CRISTINA OSMENA: Sanibel Island’s newfound fame

About five or six months into the pandemic, embattled by the oppressive lockdowns, fires ranging dangerously close to the Bay Area city where we lived, plagued with visitations from termites, impossible air quality, and brown outs, we fled the state of California. It really felt like a flee since conditions were so dire the month we left. I felt an urgent need to escape the choking air—there was nothing leisurely about it.

We moved to Florida and lived in isolation there. But the space and the views and the fresh air were a significant improvement. We decided to buy a home in Florida and chose Sanibel Island because we wanted to be on the beach while the pandemic offered few outlets for entertainment. During COVID, it was an excellent choice. Instead of living out our monotonous isolation indoors, we walked on the beach each evening. The whole family joined. We brought our dog. The dog, it turns out, loved to swim. Though we saw very few people at first, Sanibel seemed like the perfect place to live out a pandemic. Come February, we would have been there for two years.

It’s not a tiny island, about fifteen miles across and five miles thick. On a map, it looks like the smile on a smiley face. The length of the smile runs west to east. Permanent residents number between 6,000 and 6,500 with visitors during peak months swelling the population to 20,000. It’s quaint, old fashioned, and obscure.

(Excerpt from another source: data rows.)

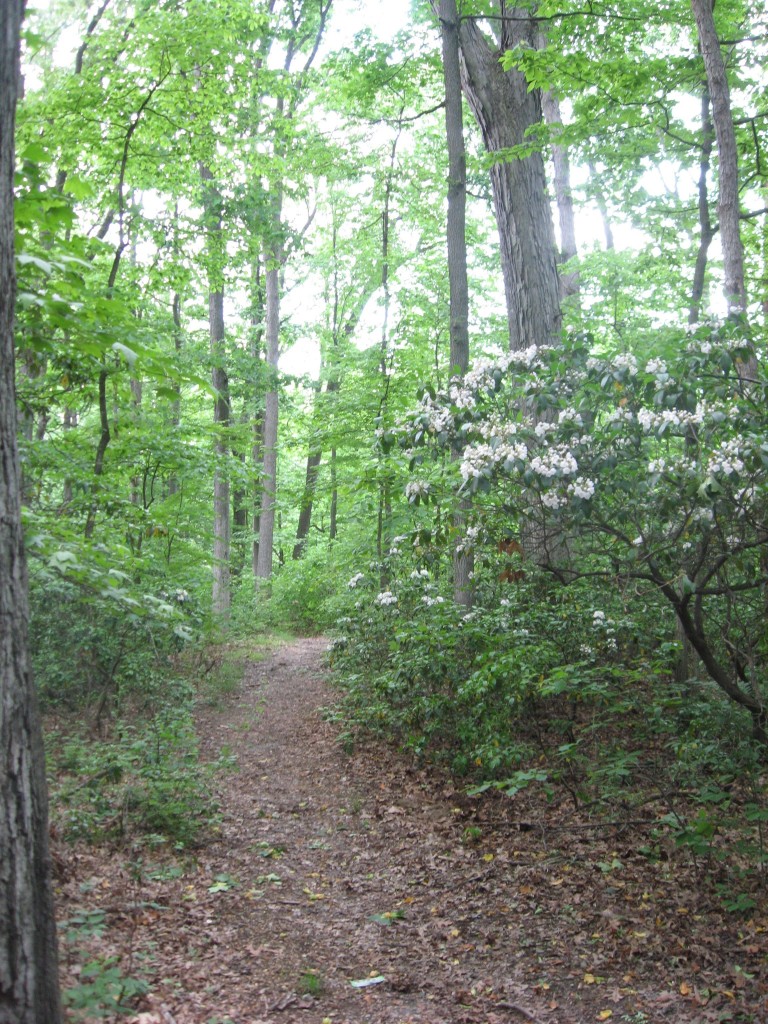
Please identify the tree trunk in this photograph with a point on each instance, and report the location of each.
(305, 512)
(221, 593)
(269, 464)
(29, 979)
(505, 109)
(457, 258)
(730, 235)
(596, 189)
(563, 195)
(221, 526)
(707, 232)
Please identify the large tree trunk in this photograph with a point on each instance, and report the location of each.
(221, 593)
(457, 257)
(505, 109)
(29, 980)
(269, 463)
(730, 235)
(221, 525)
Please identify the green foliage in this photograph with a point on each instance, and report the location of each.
(103, 991)
(143, 783)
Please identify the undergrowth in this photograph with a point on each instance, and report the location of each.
(548, 686)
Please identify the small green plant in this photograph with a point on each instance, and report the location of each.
(102, 991)
(310, 983)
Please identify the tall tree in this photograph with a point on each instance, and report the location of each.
(506, 110)
(728, 206)
(29, 980)
(221, 597)
(306, 26)
(457, 253)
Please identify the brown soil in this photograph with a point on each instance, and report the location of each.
(332, 868)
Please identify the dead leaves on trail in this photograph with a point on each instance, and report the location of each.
(331, 870)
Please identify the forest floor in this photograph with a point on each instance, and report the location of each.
(360, 889)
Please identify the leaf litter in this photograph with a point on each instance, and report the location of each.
(363, 889)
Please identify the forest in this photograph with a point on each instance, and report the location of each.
(406, 361)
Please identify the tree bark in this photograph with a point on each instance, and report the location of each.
(505, 109)
(457, 258)
(563, 195)
(707, 231)
(29, 979)
(730, 235)
(221, 593)
(271, 411)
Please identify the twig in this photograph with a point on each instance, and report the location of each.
(518, 1009)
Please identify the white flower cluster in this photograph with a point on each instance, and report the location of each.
(469, 541)
(480, 460)
(558, 461)
(626, 360)
(569, 415)
(417, 488)
(496, 427)
(553, 500)
(726, 459)
(655, 367)
(463, 396)
(650, 420)
(582, 487)
(621, 415)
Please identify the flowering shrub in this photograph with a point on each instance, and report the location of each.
(653, 475)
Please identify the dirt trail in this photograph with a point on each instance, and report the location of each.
(333, 868)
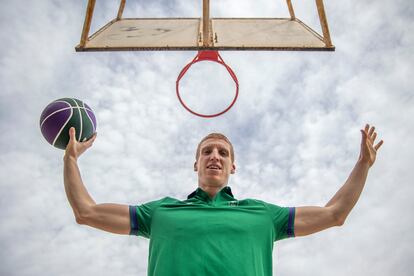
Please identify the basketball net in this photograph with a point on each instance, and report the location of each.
(207, 55)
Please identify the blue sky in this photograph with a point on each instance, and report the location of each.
(295, 129)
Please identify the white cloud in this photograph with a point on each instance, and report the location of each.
(295, 128)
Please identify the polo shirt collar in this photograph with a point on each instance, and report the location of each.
(224, 194)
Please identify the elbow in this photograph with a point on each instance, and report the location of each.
(83, 218)
(80, 220)
(339, 219)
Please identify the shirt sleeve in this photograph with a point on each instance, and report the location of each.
(283, 221)
(141, 216)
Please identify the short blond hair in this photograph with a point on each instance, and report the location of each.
(216, 136)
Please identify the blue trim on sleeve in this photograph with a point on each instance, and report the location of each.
(291, 223)
(134, 220)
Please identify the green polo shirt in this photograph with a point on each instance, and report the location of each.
(217, 236)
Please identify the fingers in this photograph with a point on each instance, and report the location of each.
(371, 131)
(91, 140)
(72, 133)
(379, 145)
(372, 135)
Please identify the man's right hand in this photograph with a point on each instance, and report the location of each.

Until last week.

I remember the hour the hurricane seemed to shift course and head right toward Sanibel. It took a sharp right turn from the northward path it was on and headed straight toward Sanibel as if a giant hurricane magnet on Sanibel turned on its powers and called Ian right to it. I called my husband and said the hurricane path has changed direction and is pointing right toward Sanibel.

I tried to watch the events through remote cameras installed at various spots on the island. But, at last, when the eye hit and 150 mph winds tore the place apart, the cameras stopped working. The worst of it played out over two to three hours with the wall of the eye coming right over Sanibel, touching the southernmost part where my house is located. I tried texting friends or emailing them. Some replied that they were about to evacuate; most did not reply at all. I don’t blame them.

We are not the most unfortunate residents of Sanibel. We are lucky to have another place to live. It is the people who made Sanibel their year-round home or those who lived their entire lives there who feel the lost most acutely. In Florida, hurricanes happen regularly so insurance companies know not to provide coverage to first floor losses in flood zones. Moreover, many people did not insure. It was either too expensive or they felt they could self-insure. My family does not need consolation. It is these people who do.

Ian was a category four hurricane when it passed over Sanibel. In the Philippines, typhoons are as commonplace as they are in Florida. Because of that, I have been trained not to take it as seriously. There’s something nostalgic, even cozy, about a really bad storm. One thing I will never do in the future: I will never ignore an evacuation order.